Today 57 years ago the first move was made towards the building of a united Europe. On May 9th 1950, Robert Schuman set the first stone for the foundation of what we know nowadays as the European Union. The EU has followed a huge process of transformation since. However, with the current development of European affairs it is difficult to assess whether one should celebrate or mourn on the Day of Europe.

Marina Barbalata, Spokesperson of FYEG comments: "In a world that is becoming more globalized every day, problems require global solutions. The European countries need a united voice if they are to efficiently tackle issues such as poverty relief, human rights violations, climate change, pollution and migration to mention only a few.

The Young Greens acknowledge the contributions that the European institutions have made in terms of creating peace and stability and in promoting a more united Europe. However, this is not enough. "We are now more concerned than ever about the basis on which the European Union is built. We do not want a Europe oriented towards a larger market and consumerism, but a Europe concentrated on finding sustainable solutions for its future development.”

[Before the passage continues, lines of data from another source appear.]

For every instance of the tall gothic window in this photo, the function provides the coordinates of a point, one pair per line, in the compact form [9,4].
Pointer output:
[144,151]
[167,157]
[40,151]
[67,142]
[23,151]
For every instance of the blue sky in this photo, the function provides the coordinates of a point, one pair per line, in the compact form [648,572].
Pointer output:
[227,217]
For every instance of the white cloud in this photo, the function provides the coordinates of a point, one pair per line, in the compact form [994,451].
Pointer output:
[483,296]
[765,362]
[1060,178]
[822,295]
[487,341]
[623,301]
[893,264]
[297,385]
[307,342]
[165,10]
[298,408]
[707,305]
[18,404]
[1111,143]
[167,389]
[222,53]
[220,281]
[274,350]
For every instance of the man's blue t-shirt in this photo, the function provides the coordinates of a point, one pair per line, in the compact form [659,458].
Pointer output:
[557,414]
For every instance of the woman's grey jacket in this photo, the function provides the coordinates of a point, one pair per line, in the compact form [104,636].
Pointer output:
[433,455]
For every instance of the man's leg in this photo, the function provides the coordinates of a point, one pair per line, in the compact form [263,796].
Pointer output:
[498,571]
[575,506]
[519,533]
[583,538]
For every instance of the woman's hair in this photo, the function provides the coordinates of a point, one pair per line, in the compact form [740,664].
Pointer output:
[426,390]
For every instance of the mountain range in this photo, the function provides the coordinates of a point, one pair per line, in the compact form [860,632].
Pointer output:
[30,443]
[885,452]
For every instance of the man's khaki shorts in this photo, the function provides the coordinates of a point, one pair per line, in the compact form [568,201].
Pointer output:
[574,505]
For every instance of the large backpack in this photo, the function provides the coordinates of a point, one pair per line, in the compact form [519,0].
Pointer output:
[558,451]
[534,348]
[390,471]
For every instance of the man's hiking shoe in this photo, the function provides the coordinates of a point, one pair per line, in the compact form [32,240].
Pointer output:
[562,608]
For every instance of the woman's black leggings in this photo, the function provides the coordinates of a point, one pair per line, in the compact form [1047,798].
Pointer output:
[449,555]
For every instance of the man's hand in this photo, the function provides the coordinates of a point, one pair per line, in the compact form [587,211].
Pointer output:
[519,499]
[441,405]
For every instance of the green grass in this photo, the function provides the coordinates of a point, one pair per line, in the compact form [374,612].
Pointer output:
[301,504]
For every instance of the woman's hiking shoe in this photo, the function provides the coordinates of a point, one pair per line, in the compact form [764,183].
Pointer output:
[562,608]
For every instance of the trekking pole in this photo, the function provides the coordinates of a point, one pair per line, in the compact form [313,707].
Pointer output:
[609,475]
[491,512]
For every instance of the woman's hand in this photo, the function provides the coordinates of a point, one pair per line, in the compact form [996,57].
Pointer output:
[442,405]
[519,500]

Bartek Lech, Co-Spokesperson of FYEG adds: "I have doubts whether I should celebrate the Day of Europe or not. On the one hand, a lot has been achieved. However, we need to be more ambitious: poverty, discrimination, further enlargement and youth policies are just few examples of the issues that the EU is not covering in an effective way."

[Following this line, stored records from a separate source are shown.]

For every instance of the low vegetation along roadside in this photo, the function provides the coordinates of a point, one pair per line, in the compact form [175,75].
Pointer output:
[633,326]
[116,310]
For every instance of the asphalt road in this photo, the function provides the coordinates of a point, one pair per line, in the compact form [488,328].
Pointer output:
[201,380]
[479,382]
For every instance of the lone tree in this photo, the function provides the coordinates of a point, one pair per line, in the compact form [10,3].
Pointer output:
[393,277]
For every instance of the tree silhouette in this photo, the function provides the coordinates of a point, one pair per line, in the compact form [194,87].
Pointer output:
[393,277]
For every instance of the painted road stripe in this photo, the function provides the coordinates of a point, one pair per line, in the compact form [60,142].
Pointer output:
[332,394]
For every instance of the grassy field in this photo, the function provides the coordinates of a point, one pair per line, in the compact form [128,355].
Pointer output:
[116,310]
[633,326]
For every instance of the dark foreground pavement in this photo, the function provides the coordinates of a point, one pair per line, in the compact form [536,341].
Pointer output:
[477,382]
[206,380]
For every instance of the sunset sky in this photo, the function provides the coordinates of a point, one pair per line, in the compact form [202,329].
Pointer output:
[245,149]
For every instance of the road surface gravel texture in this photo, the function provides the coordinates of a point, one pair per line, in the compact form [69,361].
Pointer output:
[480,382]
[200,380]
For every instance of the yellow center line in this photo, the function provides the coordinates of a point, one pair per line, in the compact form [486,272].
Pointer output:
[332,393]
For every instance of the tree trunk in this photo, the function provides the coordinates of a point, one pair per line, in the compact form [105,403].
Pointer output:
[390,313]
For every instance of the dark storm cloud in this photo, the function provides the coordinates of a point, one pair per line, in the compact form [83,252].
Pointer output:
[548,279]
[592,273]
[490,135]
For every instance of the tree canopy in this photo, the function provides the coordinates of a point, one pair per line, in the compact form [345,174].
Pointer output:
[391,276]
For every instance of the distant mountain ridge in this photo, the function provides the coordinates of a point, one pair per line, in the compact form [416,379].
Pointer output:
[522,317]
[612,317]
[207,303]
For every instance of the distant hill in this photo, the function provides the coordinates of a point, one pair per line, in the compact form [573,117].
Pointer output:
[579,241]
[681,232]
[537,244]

"The new trio that is setting Europe's agenda - Sarko, Angie and the Polish Twins - do not make me feel very confident that those goals will soon be fulfilled. We need a tight cooperation between all European youth, pro-democratic political organizations in order to transform Europe into YOURope, with more democratic institutions, closer to citizens and encouraging participation.”

The Federation of Young European Greens agreed at its GA in Vienna last month to put the Future of Europe at the top of its political priorities in 2007/2008, in this way enabling the inclusion of a Young Green voice in discussions about the European construction.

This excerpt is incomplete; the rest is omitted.